Written by Edith Wharton
The Library of America, 1985; 285 pages
Originally published 1920
If I'm going to see a film made from a book, I generally prefer to read the book first. But that being said, I should also say thank goodness for Martin Scorsese. If I hadn't finally seen Scorsese's magnificent 1993 film of The Age of Innocence, I might never have made up my mind to read the book. And that would have been a definite shame because, as I discovered with pleasure, Edith Wharton's novel is one of the finest books of the 20th Century.
The book, which won the Pulitzer Prize for fiction in 1921, is set in late 19th Century New York society, and tells the story of Newland Archer, a young lawyer and man-about-town. Archer marries a young society woman, May Welland, but is attracted to her cousin, Countess Ellen Olenska, who has left her wealthy and abusive Polish husband and fled back to her American family. Ellen Olenska is hoping to divorce the Count, and Archer's firm is handling the Countess's legal affairs. The young attorney is assigned to her "case" and their professional dealings soon lead to a more romantic relationship – mild by today's standards of course, but fairly sizzling by the standards of that time and place.
The Age of Innocence is a satirical look at a recently-bygone age, but also a nostalgic one. And the style of writing so perfectly fits the era of the book's setting, I had to keep reminding myself that Wharton was writing in 1920. The book explores the theme of women's changing roles, as well as the importance of family and personal honor and integrity, and the problems facing a society in the midst of changing times. All themes that are still significant for our own era.
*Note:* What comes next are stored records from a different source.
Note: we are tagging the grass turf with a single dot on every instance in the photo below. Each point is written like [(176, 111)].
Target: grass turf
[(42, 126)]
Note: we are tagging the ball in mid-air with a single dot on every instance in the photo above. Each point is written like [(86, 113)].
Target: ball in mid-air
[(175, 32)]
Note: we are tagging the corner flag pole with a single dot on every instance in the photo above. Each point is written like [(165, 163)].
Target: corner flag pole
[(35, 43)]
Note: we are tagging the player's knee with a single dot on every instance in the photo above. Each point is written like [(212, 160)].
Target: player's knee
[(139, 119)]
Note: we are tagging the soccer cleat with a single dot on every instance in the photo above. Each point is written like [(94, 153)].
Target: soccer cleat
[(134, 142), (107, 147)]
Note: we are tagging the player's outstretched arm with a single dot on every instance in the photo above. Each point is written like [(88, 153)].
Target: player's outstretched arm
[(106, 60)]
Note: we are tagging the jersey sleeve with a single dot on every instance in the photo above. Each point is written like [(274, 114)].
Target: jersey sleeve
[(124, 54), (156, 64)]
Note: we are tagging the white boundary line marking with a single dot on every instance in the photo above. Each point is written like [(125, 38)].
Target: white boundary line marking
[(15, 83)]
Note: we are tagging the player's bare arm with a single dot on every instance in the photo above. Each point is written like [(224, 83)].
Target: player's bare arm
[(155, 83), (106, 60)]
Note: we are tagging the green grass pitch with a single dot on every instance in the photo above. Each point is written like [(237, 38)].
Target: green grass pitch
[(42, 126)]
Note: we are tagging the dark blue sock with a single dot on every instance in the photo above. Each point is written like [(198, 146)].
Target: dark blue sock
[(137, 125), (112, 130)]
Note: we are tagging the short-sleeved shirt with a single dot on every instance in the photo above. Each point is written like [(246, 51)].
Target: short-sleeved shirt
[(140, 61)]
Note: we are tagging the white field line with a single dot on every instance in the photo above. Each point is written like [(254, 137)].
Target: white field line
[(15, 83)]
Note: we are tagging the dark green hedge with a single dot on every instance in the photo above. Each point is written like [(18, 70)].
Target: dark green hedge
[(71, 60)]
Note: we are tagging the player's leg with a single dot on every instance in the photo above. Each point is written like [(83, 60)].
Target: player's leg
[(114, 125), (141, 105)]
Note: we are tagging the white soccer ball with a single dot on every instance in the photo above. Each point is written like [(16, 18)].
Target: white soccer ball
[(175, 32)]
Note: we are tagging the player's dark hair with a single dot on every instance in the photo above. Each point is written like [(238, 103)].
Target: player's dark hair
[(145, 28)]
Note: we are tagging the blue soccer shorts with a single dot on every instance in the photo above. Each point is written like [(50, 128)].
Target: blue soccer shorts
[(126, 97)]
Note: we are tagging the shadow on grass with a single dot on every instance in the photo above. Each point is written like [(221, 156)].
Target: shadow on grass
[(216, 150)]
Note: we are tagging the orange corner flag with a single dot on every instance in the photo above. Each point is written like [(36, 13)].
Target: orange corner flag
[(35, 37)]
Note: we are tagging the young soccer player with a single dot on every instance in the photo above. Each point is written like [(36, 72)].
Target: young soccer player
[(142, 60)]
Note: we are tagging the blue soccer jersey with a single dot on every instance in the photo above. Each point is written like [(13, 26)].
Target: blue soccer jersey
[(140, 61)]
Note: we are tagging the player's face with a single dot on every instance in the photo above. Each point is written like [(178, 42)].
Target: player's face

I highly recommend this book to all readers, and I really regret it took me so long to get around to reading it myself. I tried reading Wharton's House of Mirth many years ago and just couldn't really get into it. Well, there's no accounting for adolescence – my high school self found Pride and Prejudice mind-numbingly boring, too. But after falling in love with The Age of Innocence, I'm thinking I should really give Wharton's other works another try.